A terceira razão é que num futuro próximo será possível produzir suficiente eletricidade a partir de energias naturais que substituirão o átomo ou os combustíveis fosseis. Em 2018, os 443 reatores instalados no mundo forneciam aproximadamente 10% da eletricidade produzida, e estes dados praticamente não variaram nos últimos anos[6] . Após o acidente de Fukushima, excetuando a China e a Índia, houve um freio na construção de centrais nucleares. O número das que estão em atividade, nos Estados Unidos, na Alemanha, no Reino Unido, no Japão, etc. , diminuiu. E inversamente aumentou a quantidade de eletricidade produzida por energias renováveis como a eólica e a solar. Se agregarmos as hidroelétricas, as energias renováveis já representam 26% da eletricidade produzida no mundo[7]. Até o ano de 2050, será possível produzir uma quantidade de eletricidade sem que seja necessário recorrer aos combustíveis fosseis ou ao nuclear.
Há quem pense que a energia renovável não será suficiente. Mas os raios solares sobre a terra correspondem aproximadamente a dez mil vezes a energia que os homens consomem[8]. Em outras palavras será suficiente transformar uma ínfima porção desses raios para satisfazer nossas atuais necessidades de energia. Entretanto, em diversos países, uma utilização hábil das previsões meteorológicas, da informática, como também das técnicas de controle da demanda já permitem um fornecimento estável da eletricidade a partir de energias renováveis.

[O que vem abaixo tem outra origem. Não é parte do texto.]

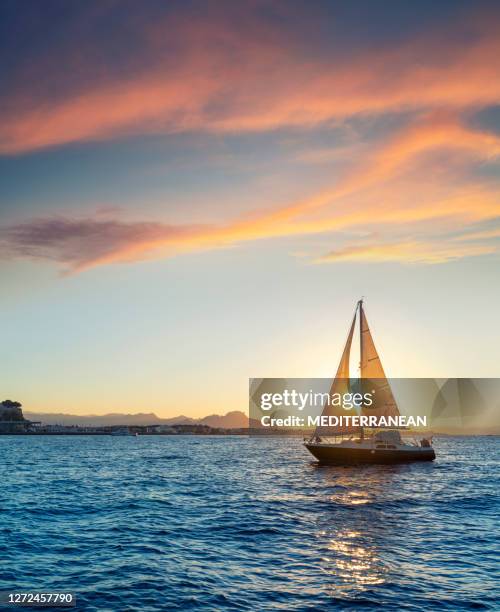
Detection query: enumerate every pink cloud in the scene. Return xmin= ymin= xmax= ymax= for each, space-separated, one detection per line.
xmin=1 ymin=115 xmax=499 ymax=271
xmin=1 ymin=10 xmax=500 ymax=154
xmin=0 ymin=217 xmax=212 ymax=272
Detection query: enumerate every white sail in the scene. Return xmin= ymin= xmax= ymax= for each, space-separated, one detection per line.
xmin=359 ymin=303 xmax=400 ymax=419
xmin=314 ymin=310 xmax=360 ymax=436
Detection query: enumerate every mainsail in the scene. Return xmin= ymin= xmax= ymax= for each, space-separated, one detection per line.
xmin=359 ymin=302 xmax=400 ymax=419
xmin=314 ymin=309 xmax=360 ymax=436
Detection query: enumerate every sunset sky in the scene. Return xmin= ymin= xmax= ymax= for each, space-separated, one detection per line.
xmin=1 ymin=0 xmax=499 ymax=417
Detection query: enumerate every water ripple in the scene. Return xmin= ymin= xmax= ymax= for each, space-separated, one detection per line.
xmin=0 ymin=435 xmax=498 ymax=610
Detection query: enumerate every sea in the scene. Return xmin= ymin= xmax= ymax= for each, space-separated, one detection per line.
xmin=0 ymin=435 xmax=498 ymax=611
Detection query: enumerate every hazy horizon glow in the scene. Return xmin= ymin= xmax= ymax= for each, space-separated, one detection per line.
xmin=1 ymin=1 xmax=499 ymax=418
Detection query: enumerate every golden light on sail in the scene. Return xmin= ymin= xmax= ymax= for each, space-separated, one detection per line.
xmin=314 ymin=311 xmax=359 ymax=436
xmin=359 ymin=303 xmax=400 ymax=420
xmin=313 ymin=300 xmax=400 ymax=438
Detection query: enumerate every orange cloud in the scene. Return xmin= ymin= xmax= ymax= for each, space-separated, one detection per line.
xmin=197 ymin=113 xmax=500 ymax=252
xmin=1 ymin=113 xmax=499 ymax=271
xmin=316 ymin=240 xmax=498 ymax=265
xmin=1 ymin=11 xmax=500 ymax=154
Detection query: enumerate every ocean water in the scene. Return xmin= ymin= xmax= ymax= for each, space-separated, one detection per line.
xmin=0 ymin=436 xmax=498 ymax=611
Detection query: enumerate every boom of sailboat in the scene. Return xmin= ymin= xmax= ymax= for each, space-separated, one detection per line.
xmin=304 ymin=300 xmax=435 ymax=464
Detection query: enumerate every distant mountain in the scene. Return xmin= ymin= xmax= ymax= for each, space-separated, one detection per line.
xmin=199 ymin=411 xmax=248 ymax=428
xmin=24 ymin=410 xmax=248 ymax=428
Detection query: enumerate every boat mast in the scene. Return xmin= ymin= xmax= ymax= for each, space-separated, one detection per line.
xmin=358 ymin=298 xmax=363 ymax=376
xmin=358 ymin=298 xmax=364 ymax=440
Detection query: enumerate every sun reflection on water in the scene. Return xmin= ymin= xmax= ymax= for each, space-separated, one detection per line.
xmin=330 ymin=490 xmax=371 ymax=505
xmin=320 ymin=529 xmax=386 ymax=595
xmin=311 ymin=466 xmax=407 ymax=598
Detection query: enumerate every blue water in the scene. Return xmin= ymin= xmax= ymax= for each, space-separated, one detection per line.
xmin=0 ymin=436 xmax=498 ymax=611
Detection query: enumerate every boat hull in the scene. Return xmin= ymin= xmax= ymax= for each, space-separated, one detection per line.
xmin=305 ymin=443 xmax=435 ymax=465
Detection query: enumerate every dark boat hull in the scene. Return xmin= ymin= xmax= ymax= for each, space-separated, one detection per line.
xmin=305 ymin=443 xmax=435 ymax=465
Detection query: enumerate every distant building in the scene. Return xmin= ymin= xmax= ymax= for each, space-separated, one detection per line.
xmin=157 ymin=425 xmax=176 ymax=434
xmin=0 ymin=400 xmax=40 ymax=433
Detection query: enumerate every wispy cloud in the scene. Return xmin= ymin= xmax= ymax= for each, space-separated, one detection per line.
xmin=316 ymin=238 xmax=498 ymax=265
xmin=1 ymin=5 xmax=499 ymax=270
xmin=0 ymin=217 xmax=213 ymax=272
xmin=1 ymin=114 xmax=499 ymax=271
xmin=1 ymin=9 xmax=499 ymax=154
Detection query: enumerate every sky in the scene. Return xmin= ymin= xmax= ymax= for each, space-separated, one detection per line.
xmin=1 ymin=0 xmax=499 ymax=417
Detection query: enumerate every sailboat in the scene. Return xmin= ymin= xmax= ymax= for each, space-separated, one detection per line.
xmin=304 ymin=300 xmax=435 ymax=464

Muitos conflitos internacionais se originam de disputas em torno das fontes de energia. As energias renováveis não são benéficas apenas para o meio ambiente. Elas apresentam também a vantagem de permitir uma autossuficiência energética. Em sua maioria os países poderiam produzir eles próprios a eletricidade de que necessitam.
(Agosto de 2019)
[1] Naoto Kan foi Primeiro Ministro do Japão de 08/06/2010 a 02/09/2011. Nessa época ele presidia o Partido Democrata (centro – esquerda)
[2] Aglomerado altamente radioativo, composto de combustíveis nucleares e de materiais da estrutura.
[3] No momento do acidente de Chernobyl (1986) a explosão do reator n.4 fez com que a tampa levantasse expondo o núcleo ao ar livre, o que provocou fogo a partir do grafite. E em seguida o corium foi para o fundo do bloco do reator.
[4] A empresa privada Tokyo Denryoku, conhecida no Japão como Toden e no estrangeiro como Tepco, foi reabilitada em 2012, depois da catástrofe, com participação financeira majoritária do Estado.
[5] o que representaria a metade do Japão ou mais de um terço da França metropolitana.
[6] “World Nuclear Power Plants 2018 <https://www.jaif.or.jp/doukou2018_announcement>, Forum Industrial Atômico do Japão
[7] Kaya Yoichi, Enciclopédia da Energia (em japonês), edições Maruzen, Toquio 2001; igualmente no “Manual de estatísticas energéticas e econômicas 2019” Instituto japonês de economia de energia (em japonês), Tóquio.